I had good experience with reptisand. i used to get a bearded dragon sand skimmer to clean out the substrate spot cleaning and replaced the sand every 3 weeks.

----------


## wilomn

I've never used reptisand but I've been using Playsand since long before Tiffany was born.

Multiple generations.

In sand.

Multiple.

----------


## likebull1

Also like pat said crushed walnut works well.

----------


## bobbittle

I'm going to be honest, you guys are among a handful of sand boa keepers I've heard actually keep them on sand. Most people, including breeders, I know keep them on aspen. Why do you choose sand (other than saying "That's what they live on in the wild")?

----------


## Patrick Long

Well us saying "thats why they live on in the wild" is true is it not?

They are not Shredded Aspen Boas.....

I used to keep them on sand becuase it was cheap and easy. It got to messy like I said, so I did Crushed Walnut.

I dont claim to be an expert on Sand Boas, but I do know plenty of people that DO NOT use aspen.

----------


## Soterios

Thanks for the opinions folks. I'll post up pics my my little worm in her new cage and sand tonight.

----------


## bobbittle

Sure it's true. But unless you're going for a naturalistic terrarium setup, is it necessary? I'm not for or against sand for sand boas, I don't really see impaction as that much of a danger, I'm just curious why you use it.

I have always avoided crushed walnut bedding because of the problems lizards have with it. I believe I saw a study stating it was the leading cause of impaction in bearded dragons. And it's quite sharp, I would worry about scratching up sensitive areas.

----------


## Soterios

> Sure it's true. But unless you're going for a naturalistic terrarium setup, is it necessary? I'm not for or against sand for sand boas, I don't really see impaction as that much of a danger, I'm just curious why you use it.
> 
> I have always avoided crushed walnut bedding because of the problems lizards have with it. I believe I saw a study stating it was the leading cause of impaction in bearded dragons. And it's quite sharp, I would worry about scratching up sensitive areas.
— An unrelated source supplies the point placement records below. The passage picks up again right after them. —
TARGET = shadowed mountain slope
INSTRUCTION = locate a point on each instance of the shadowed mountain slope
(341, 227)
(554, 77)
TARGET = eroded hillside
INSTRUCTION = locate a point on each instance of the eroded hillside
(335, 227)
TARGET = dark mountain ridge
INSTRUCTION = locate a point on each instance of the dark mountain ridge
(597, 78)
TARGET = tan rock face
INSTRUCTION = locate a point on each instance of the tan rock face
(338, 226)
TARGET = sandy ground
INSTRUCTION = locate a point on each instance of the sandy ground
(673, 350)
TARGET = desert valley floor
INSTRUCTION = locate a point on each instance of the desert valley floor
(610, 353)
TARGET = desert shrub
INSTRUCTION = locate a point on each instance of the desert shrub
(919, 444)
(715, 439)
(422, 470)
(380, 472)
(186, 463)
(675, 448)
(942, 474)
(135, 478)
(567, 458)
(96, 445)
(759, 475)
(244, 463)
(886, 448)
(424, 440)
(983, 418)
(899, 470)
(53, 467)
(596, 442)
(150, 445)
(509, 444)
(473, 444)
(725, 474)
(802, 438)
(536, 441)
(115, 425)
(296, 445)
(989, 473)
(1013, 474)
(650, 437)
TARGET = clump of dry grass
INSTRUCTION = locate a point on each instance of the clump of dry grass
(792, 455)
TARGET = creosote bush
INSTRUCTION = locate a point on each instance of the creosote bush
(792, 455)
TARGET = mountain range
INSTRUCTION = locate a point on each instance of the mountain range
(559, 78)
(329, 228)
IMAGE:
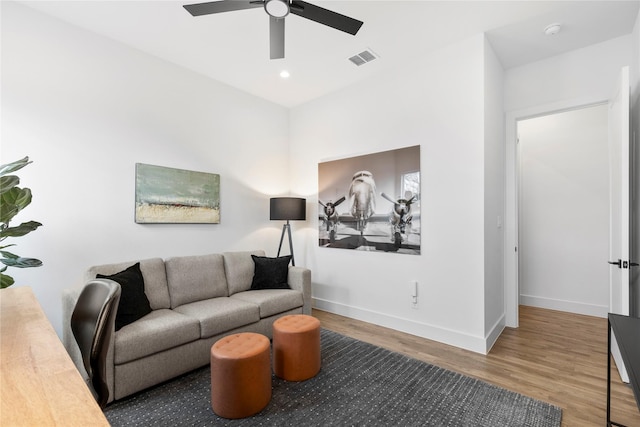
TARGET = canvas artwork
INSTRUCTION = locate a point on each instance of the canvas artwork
(168, 195)
(371, 202)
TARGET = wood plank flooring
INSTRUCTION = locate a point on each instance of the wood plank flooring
(557, 357)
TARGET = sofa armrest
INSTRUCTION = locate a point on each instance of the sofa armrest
(69, 299)
(300, 279)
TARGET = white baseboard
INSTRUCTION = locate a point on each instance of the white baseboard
(568, 306)
(431, 332)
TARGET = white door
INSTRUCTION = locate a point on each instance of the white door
(619, 161)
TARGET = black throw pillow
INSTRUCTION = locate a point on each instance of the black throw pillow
(134, 303)
(270, 273)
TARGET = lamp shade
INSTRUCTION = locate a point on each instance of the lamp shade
(288, 208)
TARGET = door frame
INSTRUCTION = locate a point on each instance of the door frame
(512, 172)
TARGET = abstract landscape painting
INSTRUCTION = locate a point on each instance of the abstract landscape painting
(168, 195)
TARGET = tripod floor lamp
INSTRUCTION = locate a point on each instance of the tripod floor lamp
(288, 209)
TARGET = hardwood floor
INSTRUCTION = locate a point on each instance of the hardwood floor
(557, 357)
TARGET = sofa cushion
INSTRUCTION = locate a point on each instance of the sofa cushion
(195, 278)
(157, 331)
(270, 273)
(272, 301)
(153, 272)
(133, 304)
(218, 315)
(239, 268)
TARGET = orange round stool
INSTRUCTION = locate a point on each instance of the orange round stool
(296, 347)
(240, 375)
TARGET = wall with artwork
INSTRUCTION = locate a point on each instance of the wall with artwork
(371, 202)
(437, 104)
(86, 109)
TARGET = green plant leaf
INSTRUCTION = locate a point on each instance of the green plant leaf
(21, 197)
(14, 166)
(21, 262)
(8, 255)
(6, 281)
(21, 230)
(8, 182)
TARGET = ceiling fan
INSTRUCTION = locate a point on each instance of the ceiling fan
(277, 11)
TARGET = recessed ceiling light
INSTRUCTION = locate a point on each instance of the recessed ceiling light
(552, 29)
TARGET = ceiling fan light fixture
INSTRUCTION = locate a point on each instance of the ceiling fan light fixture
(277, 8)
(552, 29)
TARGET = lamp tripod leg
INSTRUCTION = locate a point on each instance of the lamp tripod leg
(293, 260)
(284, 227)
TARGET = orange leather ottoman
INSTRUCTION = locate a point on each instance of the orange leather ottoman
(296, 347)
(240, 375)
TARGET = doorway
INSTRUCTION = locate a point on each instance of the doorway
(563, 211)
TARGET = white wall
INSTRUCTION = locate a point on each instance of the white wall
(564, 211)
(86, 109)
(438, 103)
(494, 196)
(578, 77)
(575, 79)
(634, 75)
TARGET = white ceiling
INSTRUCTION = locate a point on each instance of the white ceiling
(233, 47)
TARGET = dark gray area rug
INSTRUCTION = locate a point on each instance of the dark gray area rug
(359, 385)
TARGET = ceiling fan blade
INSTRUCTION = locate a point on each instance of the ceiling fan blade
(325, 16)
(198, 9)
(276, 37)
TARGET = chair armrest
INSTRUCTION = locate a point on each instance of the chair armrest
(69, 299)
(300, 279)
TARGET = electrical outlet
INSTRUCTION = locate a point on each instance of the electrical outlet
(413, 289)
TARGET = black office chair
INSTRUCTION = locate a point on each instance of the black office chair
(91, 323)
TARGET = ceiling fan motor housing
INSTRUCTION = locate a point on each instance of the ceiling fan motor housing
(277, 8)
All my animals live in display cages, so I like the cages to look nice. If sand is suitable for her, and she's healthy in it, I'll use it.

----------


## Mike@OutbackReptiles-D

We keep our sand boas on "sani-chip" which is a form of aspen that is chipped instead of shaved or shredded. It acts very similar to crushed walnut shell and is very easy to spot clean. Another advantage is that it is a lot lighter than sand, and does not scratch or wear down the racks we keep our boas in.

I've never seen any problems with impaction either, or if there was a problem it sorted itself out before it became a noticeable problem (if you know what i mean).

----------